Constantly interacting with these inmates made it difficult for Kendra to let her guard down and trust the men she dated, resulting in her reluctance to pursue committed relationships.

“When you spend most of your time in an environment like a prison, you start to develop a jaded view of the world,” explained Kendra, who is now a licensed sex and couples therapist, in an interview with

“While I genuinely believe that a significant number of incarcerated individuals are good people who made mistakes or were wrongfully convicted, there are also many who are not.

“Listening to countless stories of their crimes, being constantly lied to, and being aware of inmates trying to manipulate me or the system, as well as hearing their derogatory views of women, all contributed to me becoming extremely mistrustful and guarded. I would describe myself as rough around the edges now.

“I’m not sure if I chose to work in a prison because of my disposition, or if my disposition developed as a result of working in a prison.

“Unfortunately, this style didn’t work for everyone in the dating pool. It was challenging for me to let my guard down outside of work.”

At the beginning of her career at the Rhode Island Adult Correctional Facility, Kendra went years without going on a single date, influenced by the impact of her job.

“A lot of the inmates were extremely charming,” she recalled. “I could understand how women could be drawn to them, but I also overheard many conversations among them, where they were not aware of my presence.

“Hearing the details of their crimes, particularly those involving women and children, and witnessing the justifications they used for their behavior made it even more difficult for me to trust.

“For example, I never allowed a dinner date to pay for my meal because I wanted to ensure that I didn’t owe them anything.

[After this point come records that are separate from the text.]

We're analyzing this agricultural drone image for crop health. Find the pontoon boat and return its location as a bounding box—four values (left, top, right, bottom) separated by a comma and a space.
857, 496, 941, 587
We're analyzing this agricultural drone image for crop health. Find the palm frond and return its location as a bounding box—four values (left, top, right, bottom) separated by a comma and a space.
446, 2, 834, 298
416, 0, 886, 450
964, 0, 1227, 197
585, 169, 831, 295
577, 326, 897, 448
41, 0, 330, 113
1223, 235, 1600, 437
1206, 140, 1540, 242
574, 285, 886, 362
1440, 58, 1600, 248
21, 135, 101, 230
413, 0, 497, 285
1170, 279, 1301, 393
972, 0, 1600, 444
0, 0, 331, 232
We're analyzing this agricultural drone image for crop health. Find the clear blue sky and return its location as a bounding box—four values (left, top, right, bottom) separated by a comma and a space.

This energy I emitted was toxic and likely pushed potential partners away.”

However, after developing a crush while on vacation, Kendra decided to reenter the dating world. Unfortunately, her foray into dating did not yield positive results.

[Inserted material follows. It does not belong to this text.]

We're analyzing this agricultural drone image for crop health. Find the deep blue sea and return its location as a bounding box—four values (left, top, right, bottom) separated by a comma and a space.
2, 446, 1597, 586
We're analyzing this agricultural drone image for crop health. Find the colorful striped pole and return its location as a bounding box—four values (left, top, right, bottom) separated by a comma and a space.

“I joke about developing a crush on a guy my friend and I met during a cruise,” she shared. “Nothing came of it, but it reminded me of those butterfly-type feelings and motivated me to give dating another try.

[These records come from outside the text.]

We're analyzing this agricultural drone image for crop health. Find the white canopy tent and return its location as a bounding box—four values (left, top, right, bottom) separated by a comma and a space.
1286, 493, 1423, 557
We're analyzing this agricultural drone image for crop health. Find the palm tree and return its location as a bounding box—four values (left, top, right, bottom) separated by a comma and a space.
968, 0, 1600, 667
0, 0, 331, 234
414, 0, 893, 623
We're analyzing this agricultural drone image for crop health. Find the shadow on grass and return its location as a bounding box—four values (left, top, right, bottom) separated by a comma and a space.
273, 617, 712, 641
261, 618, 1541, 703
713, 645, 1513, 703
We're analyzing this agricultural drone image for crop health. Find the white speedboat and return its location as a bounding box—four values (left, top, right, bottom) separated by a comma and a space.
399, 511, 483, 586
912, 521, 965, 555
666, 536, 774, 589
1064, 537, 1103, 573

“However, once I made that decision, the lack of success I experienced significantly impacted my self-esteem. At the time, I didn’t recognize the connection between my job and my self-esteem, so I internalized it as personal rejection.

“It wasn’t until I left that career and allowed my true self to emerge that I realized how much of a wall I had built around me. Slowly, I began dismantling that wall.”

Eventually, the toll became too much for Kendra, and she decided to explore other career avenues, particularly in therapy. While still working at the prison, she began doing private practice work and discovered a passion for couples therapy.

“I never even considered leaving the prison as a viable option; it felt like a life sentence,” Kendra explained. “However, as I started to delve into private practice work with clients who genuinely wanted to engage in therapy, I noticed a stark difference in how I felt. Unlike at the prison, where the system dictated who I met with, and most of them did not want to see me, doing couples therapy not only energized me but also made me realize my preference for working with couples rather than individuals.

“One day, I looked at the numbers and had a lightbulb moment. I realized I wasn’t actually trapped and that I could leave the prison from a financial perspective.”

Fortunately, Kendra’s love life also took a positive turn. In 2016, at the age of 40, she met her now-husband, James, 50, through an online dating site, and they tied the knot in July 2020.

“I think my experience working with couples made me realize how much I genuinely wanted to be in a relationship,” Kendra shared. “Even though couples often have their issues, I could see the love and their determination to fight for their marriages, and I desired that for myself.

“My guard was still up, but Jim could see through it and was patient as it slowly came down. Jim was incredibly transparent, almost to a fault, from our first date. His genuine nature made me feel like I wasn’t being manipulated, which was one of my concerns due to my work in the prison.”

Despite the challenges she faced, Kendra does not regret her time working in the prison. She is now thriving in her new career and is content with her life.

“I’m doing great now,” she affirmed. “I have always believed that every step in life leads you to where you are meant to be, and I feel like I’ve reached that place. Looking back, I can see the path so clearly, and while there are things I might have wished went differently, I am happy with where it all led me.

“The lessons I’ve learned, mostly from the most challenging moments in my life, have been invaluable. I strive to use them to improve my career and all the relationships in my life, most importantly, the one with my husband.”